Prompt caching, explained.
25 April 2026
Prompt caching is the highest-ROI optimization in the playbook because it's provider-native, requires almost no code change, and discounts the most expensive token type on your bill: long, repeated input. Done right, you cut 30–60% off cache-eligible endpoints in a week.
How it works (in one paragraph)
The model's KV cache — the intermediate state computed when reading your prompt — is normally thrown away after each request. With prompt caching, the provider keeps that state for a few minutes and reuses it when your next request shares an identical prefix. You pay a small write fee the first time and a steeply discounted read fee on every subsequent hit. The output is identical to an uncached call.
What each provider charges
| Provider cache | Mechanics |
|---|---|
| OpenAI · cache-read | ~50% off input price · 5–10 min TTL · auto on prompts ≥ 1024 tokens |
| Anthropic · ephemeral cache | ~90% off input · 5 min TTL · 25% write premium · explicit `cache_control` block |
| Anthropic · extended cache | ~90% off input · 1 hour TTL · 100% write premium · explicit beta header |
| AWS Bedrock (Anthropic on Bedrock) | matches Anthropic terms · region availability varies |
| Google Vertex (Gemini) | context cache · per-token-per-hour storage fee + ~75% read discount · explicit cache resource |
How to structure prompts so the cache hits
- Static content first, dynamic content last. The cache matches a prefix. Anything before the first byte of difference is cacheable; everything after is not.
- Move tools, system prompt, and few-shot examples into the prefix. These are the largest static blocks in most production prompts.
- Pin the user message, retrieved docs, and timestamps to the suffix. They change per request anyway.
- Don't interpolate the date into the system prompt. One unstable byte per day kills a year of cache hits.
- Anthropic-only: add `cache_control: {type: "ephemeral"}` to the last block you want cached. Up to 4 break-points.

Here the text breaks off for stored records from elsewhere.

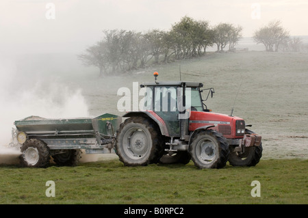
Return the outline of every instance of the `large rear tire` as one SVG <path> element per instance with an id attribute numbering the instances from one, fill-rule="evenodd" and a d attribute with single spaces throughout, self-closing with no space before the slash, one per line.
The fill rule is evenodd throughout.
<path id="1" fill-rule="evenodd" d="M 163 155 L 164 141 L 159 128 L 145 118 L 125 120 L 116 134 L 116 153 L 125 165 L 157 163 Z"/>
<path id="2" fill-rule="evenodd" d="M 200 131 L 193 137 L 189 152 L 195 166 L 200 169 L 224 167 L 230 152 L 227 139 L 211 129 Z"/>
<path id="3" fill-rule="evenodd" d="M 21 165 L 30 167 L 46 167 L 49 164 L 49 148 L 42 141 L 31 139 L 21 148 Z"/>
<path id="4" fill-rule="evenodd" d="M 255 134 L 254 132 L 246 129 L 246 134 Z M 230 146 L 231 153 L 229 163 L 233 166 L 255 166 L 262 156 L 262 143 L 259 146 L 243 148 L 243 152 L 234 151 L 235 146 Z"/>
<path id="5" fill-rule="evenodd" d="M 190 154 L 187 151 L 178 151 L 177 152 L 170 152 L 162 156 L 159 159 L 159 163 L 181 163 L 185 165 L 190 163 L 191 159 Z"/>

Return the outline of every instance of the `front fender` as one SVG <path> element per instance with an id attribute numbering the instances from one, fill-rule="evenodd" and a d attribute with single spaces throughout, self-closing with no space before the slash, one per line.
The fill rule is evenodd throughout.
<path id="1" fill-rule="evenodd" d="M 194 136 L 196 134 L 197 134 L 198 132 L 200 132 L 200 131 L 203 131 L 203 130 L 207 130 L 207 129 L 208 129 L 208 128 L 211 128 L 211 127 L 215 127 L 215 126 L 214 126 L 214 125 L 210 125 L 210 126 L 200 126 L 200 127 L 196 128 L 196 129 L 194 131 L 194 132 L 192 132 L 192 134 L 190 135 L 190 140 L 189 140 L 189 141 L 188 141 L 188 144 L 189 144 L 189 145 L 190 144 L 190 143 L 192 142 L 192 141 L 192 141 L 192 138 L 194 137 Z"/>

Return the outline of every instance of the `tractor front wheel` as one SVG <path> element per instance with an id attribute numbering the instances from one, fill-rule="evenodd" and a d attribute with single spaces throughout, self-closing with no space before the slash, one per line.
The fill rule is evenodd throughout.
<path id="1" fill-rule="evenodd" d="M 246 134 L 254 134 L 255 133 L 245 130 Z M 234 151 L 235 146 L 230 146 L 230 158 L 229 163 L 233 166 L 255 166 L 262 156 L 262 144 L 259 146 L 244 148 L 242 152 Z"/>
<path id="2" fill-rule="evenodd" d="M 19 159 L 22 166 L 46 167 L 49 163 L 49 148 L 42 141 L 28 139 L 21 146 L 21 151 Z"/>
<path id="3" fill-rule="evenodd" d="M 214 130 L 197 133 L 189 146 L 194 165 L 200 168 L 222 168 L 226 165 L 229 150 L 227 139 Z"/>

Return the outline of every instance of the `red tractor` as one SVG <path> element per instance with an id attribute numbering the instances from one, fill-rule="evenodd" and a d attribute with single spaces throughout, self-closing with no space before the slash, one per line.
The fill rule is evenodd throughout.
<path id="1" fill-rule="evenodd" d="M 116 152 L 125 165 L 188 163 L 198 168 L 254 166 L 262 155 L 261 136 L 240 118 L 212 113 L 204 101 L 213 88 L 198 82 L 146 83 L 144 109 L 127 113 L 116 132 Z M 201 92 L 207 90 L 206 99 Z"/>

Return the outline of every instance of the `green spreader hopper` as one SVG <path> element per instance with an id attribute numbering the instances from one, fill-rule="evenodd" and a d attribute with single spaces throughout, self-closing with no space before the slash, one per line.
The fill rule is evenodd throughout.
<path id="1" fill-rule="evenodd" d="M 24 165 L 44 167 L 49 162 L 49 156 L 57 163 L 75 165 L 81 149 L 87 154 L 114 152 L 115 133 L 121 122 L 122 117 L 110 113 L 94 118 L 30 116 L 14 122 L 13 141 L 21 147 Z"/>

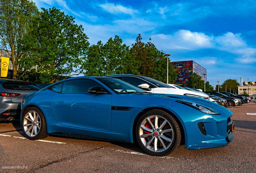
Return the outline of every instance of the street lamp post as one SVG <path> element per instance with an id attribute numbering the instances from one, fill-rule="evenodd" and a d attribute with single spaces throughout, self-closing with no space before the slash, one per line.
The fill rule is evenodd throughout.
<path id="1" fill-rule="evenodd" d="M 205 75 L 206 74 L 203 74 L 204 75 L 204 92 L 205 92 Z"/>
<path id="2" fill-rule="evenodd" d="M 248 78 L 248 83 L 247 83 L 247 86 L 248 86 L 248 89 L 247 89 L 247 93 L 249 95 L 249 78 Z"/>
<path id="3" fill-rule="evenodd" d="M 171 54 L 165 54 L 165 56 L 166 56 L 166 57 L 167 57 L 167 83 L 168 84 L 168 63 L 169 61 L 169 56 L 171 55 Z"/>

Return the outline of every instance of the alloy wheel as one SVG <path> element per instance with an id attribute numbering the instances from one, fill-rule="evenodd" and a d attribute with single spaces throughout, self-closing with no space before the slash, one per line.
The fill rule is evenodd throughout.
<path id="1" fill-rule="evenodd" d="M 30 137 L 38 133 L 41 126 L 39 114 L 35 111 L 28 112 L 24 117 L 23 128 L 26 134 Z"/>
<path id="2" fill-rule="evenodd" d="M 139 133 L 145 147 L 152 151 L 165 151 L 173 143 L 173 127 L 166 119 L 159 115 L 145 119 L 140 125 Z"/>

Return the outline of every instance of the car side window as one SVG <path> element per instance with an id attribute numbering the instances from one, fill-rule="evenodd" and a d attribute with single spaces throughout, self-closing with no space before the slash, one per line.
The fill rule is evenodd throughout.
<path id="1" fill-rule="evenodd" d="M 214 93 L 214 95 L 215 96 L 218 96 L 218 97 L 220 97 L 222 95 L 221 95 L 219 94 L 218 94 L 218 93 Z"/>
<path id="2" fill-rule="evenodd" d="M 141 84 L 147 84 L 149 85 L 149 88 L 155 88 L 155 86 L 152 84 L 138 78 L 133 77 L 122 77 L 122 79 L 136 87 Z"/>
<path id="3" fill-rule="evenodd" d="M 62 84 L 63 84 L 63 82 L 59 83 L 49 87 L 48 89 L 60 93 Z"/>
<path id="4" fill-rule="evenodd" d="M 73 80 L 64 83 L 62 92 L 63 94 L 89 94 L 89 89 L 100 86 L 95 82 L 87 79 Z"/>

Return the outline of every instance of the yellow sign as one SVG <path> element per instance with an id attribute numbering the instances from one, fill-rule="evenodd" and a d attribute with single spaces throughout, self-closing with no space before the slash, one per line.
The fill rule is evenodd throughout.
<path id="1" fill-rule="evenodd" d="M 10 58 L 2 57 L 1 60 L 1 77 L 6 77 L 8 73 Z"/>

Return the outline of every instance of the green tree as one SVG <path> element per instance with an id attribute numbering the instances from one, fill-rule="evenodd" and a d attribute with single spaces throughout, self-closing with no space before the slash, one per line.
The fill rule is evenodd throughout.
<path id="1" fill-rule="evenodd" d="M 204 82 L 202 79 L 201 76 L 194 72 L 188 78 L 188 86 L 191 88 L 194 87 L 196 89 L 204 90 Z"/>
<path id="2" fill-rule="evenodd" d="M 22 42 L 22 49 L 30 54 L 22 58 L 21 67 L 27 75 L 40 74 L 39 79 L 44 82 L 54 83 L 58 76 L 66 76 L 65 78 L 83 72 L 89 45 L 83 26 L 54 7 L 42 10 Z"/>
<path id="3" fill-rule="evenodd" d="M 148 53 L 153 60 L 152 68 L 153 78 L 155 79 L 166 83 L 167 80 L 167 60 L 163 50 L 159 50 L 151 42 L 148 42 Z M 177 74 L 172 66 L 168 63 L 168 83 L 174 83 L 177 78 Z"/>
<path id="4" fill-rule="evenodd" d="M 149 45 L 141 41 L 142 38 L 140 34 L 136 38 L 134 44 L 132 44 L 130 52 L 136 56 L 135 59 L 139 62 L 138 70 L 142 76 L 153 77 L 153 57 L 149 53 Z"/>
<path id="5" fill-rule="evenodd" d="M 237 86 L 239 85 L 239 83 L 236 79 L 229 79 L 224 81 L 223 83 L 220 85 L 219 91 L 226 91 L 226 88 L 227 89 L 227 92 L 230 92 L 231 91 L 231 93 L 233 93 L 234 89 L 235 91 L 238 91 L 238 87 Z M 217 90 L 218 89 L 218 85 L 217 86 Z M 231 89 L 230 89 L 231 88 Z"/>
<path id="6" fill-rule="evenodd" d="M 207 81 L 205 82 L 205 90 L 206 91 L 213 91 L 213 86 L 210 84 L 209 81 Z"/>
<path id="7" fill-rule="evenodd" d="M 38 12 L 31 0 L 0 0 L 0 47 L 10 57 L 14 79 L 24 75 L 20 74 L 22 68 L 18 62 L 27 52 L 20 51 L 21 42 L 27 34 L 29 24 Z"/>
<path id="8" fill-rule="evenodd" d="M 117 35 L 110 38 L 105 44 L 101 41 L 90 46 L 84 73 L 85 76 L 102 76 L 130 73 L 138 74 L 138 63 L 130 54 L 128 46 L 122 44 Z"/>

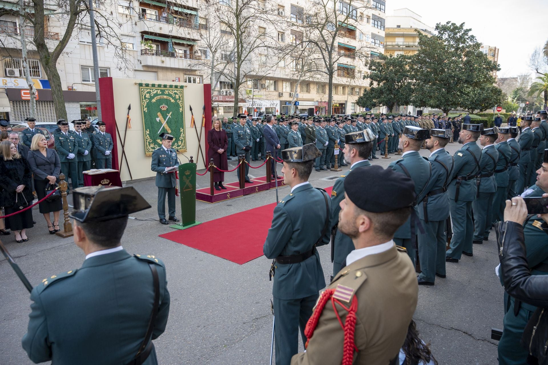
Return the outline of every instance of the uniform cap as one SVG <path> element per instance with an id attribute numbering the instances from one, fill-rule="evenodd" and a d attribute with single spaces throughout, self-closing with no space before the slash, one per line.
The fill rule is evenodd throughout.
<path id="1" fill-rule="evenodd" d="M 354 144 L 356 143 L 366 143 L 371 142 L 376 137 L 373 131 L 369 129 L 364 129 L 357 132 L 352 132 L 344 135 L 345 143 Z"/>
<path id="2" fill-rule="evenodd" d="M 438 129 L 432 128 L 430 129 L 430 136 L 437 137 L 438 138 L 446 138 L 449 139 L 451 138 L 451 129 Z"/>
<path id="3" fill-rule="evenodd" d="M 406 137 L 416 139 L 418 141 L 424 141 L 430 138 L 430 134 L 428 132 L 428 129 L 423 129 L 414 126 L 406 126 L 406 127 L 403 128 L 403 134 Z"/>
<path id="4" fill-rule="evenodd" d="M 306 162 L 321 156 L 322 152 L 313 143 L 282 151 L 282 158 L 286 162 Z"/>
<path id="5" fill-rule="evenodd" d="M 352 169 L 345 178 L 344 189 L 358 208 L 372 213 L 413 207 L 415 197 L 410 178 L 379 165 Z"/>
<path id="6" fill-rule="evenodd" d="M 133 186 L 85 186 L 72 192 L 74 210 L 69 216 L 82 222 L 119 218 L 150 208 Z"/>

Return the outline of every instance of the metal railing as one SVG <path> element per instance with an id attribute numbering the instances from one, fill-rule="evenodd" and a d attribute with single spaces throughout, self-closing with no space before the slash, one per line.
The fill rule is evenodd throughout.
<path id="1" fill-rule="evenodd" d="M 149 56 L 162 56 L 163 57 L 172 57 L 173 58 L 183 58 L 187 60 L 195 60 L 199 61 L 202 59 L 202 55 L 199 54 L 193 54 L 188 53 L 175 52 L 161 50 L 159 49 L 149 49 L 145 48 L 141 50 L 141 55 Z"/>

Common mistakes that silently disable caching
- Trailing whitespace from a templating engine breaking byte-equality.
- Random tool order when serializing a `tools` array — sort it.
- JSON key order drift from a non-deterministic serializer.
- User ID or session ID embedded in the system prompt for "personalization." Move it to the user message.
- Streaming tools that re-issue the full conversation instead of reusing the conversation prefix. Check your SDK.
The cache-read token baseline trap
Cache-read tokens are billed and reported separately from input tokens on Anthropic. Many teams set their pre-engagement baseline by summing all input-tokens lines and miss the cache-read line entirely — then "savings" mysteriously appear that are really just a column shift. Always reconcile against the raw provider invoice with cache-read as a distinct line item. We wrote up the trap in detail: cache-read tokens: the baseline trap.
When prompt caching doesn't help
- Single-shot prompts with no shared prefix between users.
- Hot reloads of system prompt on every deploy. Pin it.
- Prompts under the minimum token threshold (OpenAI: 1024 tokens; Anthropic: 1024 for Sonnet, 2048 for Haiku, 1024 for Opus).
- Workloads bursting then idling for hours. Use Anthropic extended (1-hr) cache or accept the cold-start cost.